Study finds why hospitals are failing to confront medical errors

BMJ 2012; 345 doi: (Published 21 December 2012) Cite this as: BMJ 2012;345:e8651
  1. Bob Roehr
  1. 1Washington, DC

Researchers have identified why a model that helps to promote patients’ safety and reduce malpractice costs is not being more widely adopted by hospitals.

The University of Michigan Health System pioneered the three principle approach of “disclose, apologize, offer” more than a decade ago. The model proactively identifies unanticipated clinical outcomes, monitors their investigation and changes in practice, communicates with patients and manages remedial care, and offers compensation when warranted.

A new study published in the Milbank Quarterly looked at expanding this model to more locations under a grant from the Agency for Healthcare Research and Quality.1 The authors, primarily affiliated with Harvard Medical School, conducted a series of semistructured interviews with healthcare professionals in Massachusetts.

The authors quoted one interviewee as saying that the model was “a huge win for patients, [who] suffer as much as anybody in the courts, maybe more. It’ll be a huge win for providers emotionally. It will be a huge win from a financial perspective because the right people will be getting compensated in a more timely manner and there will be far less waste in the process.”

Barriers to wider adoption of the model fell into four broad categories. One was cultural: physicians have not been trained to acknowledge mistakes and apologize, and this was reinforced by a liability system that often penalized such action.

The second was legal barriers, such as immunity of charities under tort law and physicians’ fear of malpractice being reported to registries, which are increasingly publicized. Thirdly, logistical obstacles included the fragmentation of responsibility and liability insurance coverage among many independent players within the delivery of healthcare.

Finally, there were the political barriers of existing laws governing malpractice and compensation and also people with vested interests in maintaining the status quo.
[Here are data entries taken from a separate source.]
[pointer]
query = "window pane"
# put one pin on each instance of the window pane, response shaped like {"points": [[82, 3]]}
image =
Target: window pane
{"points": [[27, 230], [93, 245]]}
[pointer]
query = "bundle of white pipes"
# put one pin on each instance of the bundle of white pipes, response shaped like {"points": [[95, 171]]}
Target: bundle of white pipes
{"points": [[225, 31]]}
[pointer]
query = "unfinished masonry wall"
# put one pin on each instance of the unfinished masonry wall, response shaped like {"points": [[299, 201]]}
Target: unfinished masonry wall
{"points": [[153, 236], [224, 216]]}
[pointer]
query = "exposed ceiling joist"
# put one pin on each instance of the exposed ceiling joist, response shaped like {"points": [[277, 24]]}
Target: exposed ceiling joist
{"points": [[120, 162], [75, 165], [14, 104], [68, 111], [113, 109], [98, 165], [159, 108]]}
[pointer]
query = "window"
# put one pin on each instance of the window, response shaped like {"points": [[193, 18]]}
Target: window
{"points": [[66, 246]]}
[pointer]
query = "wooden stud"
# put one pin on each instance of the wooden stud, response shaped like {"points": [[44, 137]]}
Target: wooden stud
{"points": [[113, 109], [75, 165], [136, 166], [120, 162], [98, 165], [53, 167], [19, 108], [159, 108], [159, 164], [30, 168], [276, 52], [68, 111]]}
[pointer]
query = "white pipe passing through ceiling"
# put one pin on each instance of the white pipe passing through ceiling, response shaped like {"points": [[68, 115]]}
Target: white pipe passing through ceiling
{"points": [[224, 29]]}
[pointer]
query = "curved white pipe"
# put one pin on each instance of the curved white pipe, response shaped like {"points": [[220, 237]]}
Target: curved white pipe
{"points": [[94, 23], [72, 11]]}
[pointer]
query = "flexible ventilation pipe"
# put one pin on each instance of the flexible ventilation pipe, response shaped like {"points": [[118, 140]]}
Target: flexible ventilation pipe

“By handling unanticipated and unintended incidents and patient injuries honestly and proactively we’ve virtually eliminated groundless legal claims, allowing us to focus on issues that demand attention with clear vision and no more excuses,” commented Rick Boothman, executive director of clinical safety for the University of Michigan Health System.

“We fundamentally focus on putting patients and safety first,” he said, “and we believe other hospitals can do the same.”